Jamaica Jerk Sauce – Homemade and Easy
- 4 organic scotch bonnet peppers*, 3 ¼ oz
- ½ large red onion or 1 medium yellow onion, chopped
- 6 cloves garlic
- 5 stalks of scallion
- 1/4 cup white vinegar
- 1/4 cup soy sauce
- 1 ½ teaspoons sea salt
- 1 tablespoon ground black pepper
- 1 tablespoon grated fresh ginger
- 2 tablespoons fresh pimento seeds
- 2 tablespoons brown sugar, I used organic
- 1 teaspoon of freshly grated nutmeg
- 2 tablespoons oil
- 7 sprigs of fresh thyme
- Squeeze lime
- Add all the ingredients to a high speed blender and blend until completely incorporated. Pour into a sanitised jar and place in your fridge.
- You can enjoy immediately or let flavours meld together for as long as you like! Enjoy friends!
Disclaimer: Although jessicainthekitchen.com attempts to provide accurate nutritional information, kindly note that these are only estimates.
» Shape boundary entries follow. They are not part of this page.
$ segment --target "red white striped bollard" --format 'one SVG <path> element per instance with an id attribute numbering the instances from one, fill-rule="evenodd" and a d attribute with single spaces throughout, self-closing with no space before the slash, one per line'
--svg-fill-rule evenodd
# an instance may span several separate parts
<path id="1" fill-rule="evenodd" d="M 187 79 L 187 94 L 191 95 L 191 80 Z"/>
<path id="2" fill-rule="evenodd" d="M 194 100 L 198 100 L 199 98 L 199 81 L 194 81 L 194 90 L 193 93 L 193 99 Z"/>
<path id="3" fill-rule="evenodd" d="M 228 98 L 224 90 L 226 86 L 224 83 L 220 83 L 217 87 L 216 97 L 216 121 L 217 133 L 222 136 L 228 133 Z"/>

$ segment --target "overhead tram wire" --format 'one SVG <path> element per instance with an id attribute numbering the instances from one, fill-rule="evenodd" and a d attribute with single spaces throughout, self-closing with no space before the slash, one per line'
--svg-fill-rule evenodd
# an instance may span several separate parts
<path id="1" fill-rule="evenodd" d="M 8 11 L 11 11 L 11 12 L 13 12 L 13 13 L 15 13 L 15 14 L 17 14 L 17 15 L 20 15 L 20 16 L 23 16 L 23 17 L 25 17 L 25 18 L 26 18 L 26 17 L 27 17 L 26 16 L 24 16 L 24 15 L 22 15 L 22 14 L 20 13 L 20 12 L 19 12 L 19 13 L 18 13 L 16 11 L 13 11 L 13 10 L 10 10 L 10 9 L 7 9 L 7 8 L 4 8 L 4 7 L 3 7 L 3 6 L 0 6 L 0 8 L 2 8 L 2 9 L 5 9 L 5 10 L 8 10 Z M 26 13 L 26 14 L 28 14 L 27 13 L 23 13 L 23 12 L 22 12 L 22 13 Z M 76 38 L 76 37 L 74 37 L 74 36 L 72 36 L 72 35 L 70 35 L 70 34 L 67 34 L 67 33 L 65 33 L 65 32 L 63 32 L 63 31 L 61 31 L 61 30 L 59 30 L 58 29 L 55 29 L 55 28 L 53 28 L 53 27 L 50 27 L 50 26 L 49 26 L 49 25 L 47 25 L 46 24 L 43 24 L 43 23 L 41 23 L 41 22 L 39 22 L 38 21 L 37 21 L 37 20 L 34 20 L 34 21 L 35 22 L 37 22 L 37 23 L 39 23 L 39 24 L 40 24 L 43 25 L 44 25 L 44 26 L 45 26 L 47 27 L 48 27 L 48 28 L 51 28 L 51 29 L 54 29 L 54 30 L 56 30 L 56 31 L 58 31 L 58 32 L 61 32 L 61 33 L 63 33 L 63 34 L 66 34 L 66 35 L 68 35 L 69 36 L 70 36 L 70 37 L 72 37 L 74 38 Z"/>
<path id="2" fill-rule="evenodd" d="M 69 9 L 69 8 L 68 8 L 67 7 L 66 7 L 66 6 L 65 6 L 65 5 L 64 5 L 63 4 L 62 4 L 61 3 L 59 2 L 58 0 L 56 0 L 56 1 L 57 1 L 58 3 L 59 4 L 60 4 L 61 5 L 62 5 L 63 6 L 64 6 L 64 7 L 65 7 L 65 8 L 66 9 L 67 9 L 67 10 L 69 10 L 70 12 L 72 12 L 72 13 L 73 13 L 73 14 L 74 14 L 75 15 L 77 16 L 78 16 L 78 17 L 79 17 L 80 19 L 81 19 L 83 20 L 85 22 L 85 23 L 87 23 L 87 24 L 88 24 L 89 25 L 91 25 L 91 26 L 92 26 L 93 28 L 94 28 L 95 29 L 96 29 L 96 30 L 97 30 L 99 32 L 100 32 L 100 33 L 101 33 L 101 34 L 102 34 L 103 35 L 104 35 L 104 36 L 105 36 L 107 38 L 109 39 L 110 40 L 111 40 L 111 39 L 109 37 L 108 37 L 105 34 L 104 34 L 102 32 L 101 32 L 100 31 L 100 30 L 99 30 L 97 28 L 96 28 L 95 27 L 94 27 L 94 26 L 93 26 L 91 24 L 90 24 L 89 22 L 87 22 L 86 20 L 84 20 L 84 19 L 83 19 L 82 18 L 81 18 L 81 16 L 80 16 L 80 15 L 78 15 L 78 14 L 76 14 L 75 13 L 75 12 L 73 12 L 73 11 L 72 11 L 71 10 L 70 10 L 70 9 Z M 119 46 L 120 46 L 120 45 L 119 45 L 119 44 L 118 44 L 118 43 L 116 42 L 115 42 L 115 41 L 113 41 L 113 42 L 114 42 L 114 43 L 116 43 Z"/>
Nutritional information may be affected based on the product type, the brand that was purchased, and in other unforeseeable ways. Jessicainthekitchen.com will not be held liable for any loss or damage resulting for your reliance on nutritional information. If you need to follow a specific caloric regimen, please consult your doctor first.
I have no clue where to get scotch bonnet peppers. Is there another that might work? I live in a small town. Do Chiltepin peppers have enough heat if I use more of them? I grow them and they’re about the hottest pepper we have around here in southern Arizona.
Hi Randy! So scotch bonnet peppers are similar in heat to Habaneros, scotch bonnets have a slightly fruitier flavour but the heat level is pretty similar. I hope this helps.
Hello! About how long will the sauce last in the fridge? Can you freeze the sauce if you have a lot left over?
Hi Jazmin it lasts for about a month in the fridge 3 times that if you freeze it. I hope this helps and thanks so much for reading!
Thank you Ernest!
This recipe was incredibly easy to make. The sauce is excellent and compliments everything…veggies, tofu, even my meat loving friends enjoyed it on their chicken. I can’t wait to experiment with the flavors and preparations.
Mine turned out greenish, did I do something wrong?
Hi MarTyia, thank you so much for reading! Let me ask a few questions to help. The majority of the colour comes from the brown sugar, soy sauce and the pimento seeds? Did you go a little light on any of these ingredients? Another option is that you went a little heavy on the scallion and/ or used a lot of green peppers.
I’ve been dying to make this sauce! I finally found habanero peppers (scotch bonnets are rare in Queens, NYC) and this sauce is H O T! Exactly how I remember jerk sauce. So delicious flavorful and packed with heat. Can’t wait to put it on everything.
AMAZING! 15/10! #Jamaican Approved. I used this recipe to make some Jerk Lentils!
If I have to use ground allspice, what is the equivalent measurement?
I actually haven’t tried it, since we use it here for such different purposes (we went to use the ground one in baking) but that’s a great question! I would start with 1/2 teaspoon and go from there!! I hope you love this!
Can you reheat the sauce by itself? To sap it up with hard dough bread
Of course you can Clive. Thanks so much for reading and reviewing.
Thank you so much for this.
I may have missed this in your detail above, but how long can it keep in the fridge for?
Thank you so much for reading! You can safely store it for about 7 days, but we’ve had it in our fridge for weeks. I hope this helps!